Charles F. Richter

Charles Francis Richter was born on April 26, 1900, near Hamilton, Ohio. He graduated from the University of Southern California and then enrolled in graduate school at the California Institute of Technology, where he studied theoretical physics. Richter received his doctorate in 1928. During this same year, the Seismological Laboratory of the Carnegie Institution in Washington hired him.

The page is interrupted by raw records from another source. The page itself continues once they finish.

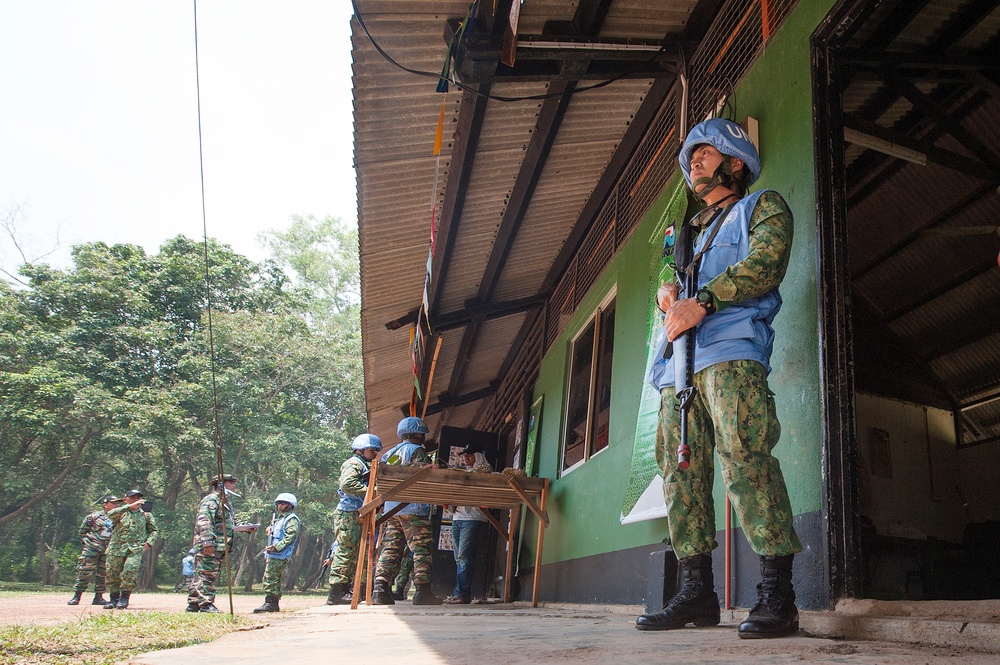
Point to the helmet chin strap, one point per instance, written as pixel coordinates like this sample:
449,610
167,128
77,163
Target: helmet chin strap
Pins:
723,177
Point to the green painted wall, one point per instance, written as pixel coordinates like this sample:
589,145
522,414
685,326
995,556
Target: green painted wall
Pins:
584,505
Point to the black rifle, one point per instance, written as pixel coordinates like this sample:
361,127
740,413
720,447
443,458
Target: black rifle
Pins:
683,344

In 1935, while at the Seismological Laboratory, Richter worked with Beno Gutenberg to develop a rating scale for earthquakes. The scale has become known as the Richter Scale. The scale had the following classifications for earthquakes and their severity:

  1. Felt by instruments only
  2. Felt by sensitive people and sensitive animals
  3. Felt by many people
  4. Felt by everyone; pictures fall off of walls
  5. Damage
  6. Destructive earthquake in populated areas
  7. Major earthquake causing serious destruction
  8. Total destruction of nearby communities
  9. An earthquake more than one 100 million times more powerful than category one

For decades, the Richter Scale proved to be the accepted measurement for earthquakes. In recent years, scientists have begun to use the Moment Magnitude Scale, which is much more precise than the Richter Scale.

In 1936, Richter returned to the California Institute of Technology as a professor. He remained in academia for the remainder of his professional career. He also was an avowed nudist. This practice led his wife to divorce Richter. Richter died on September 30, 1985.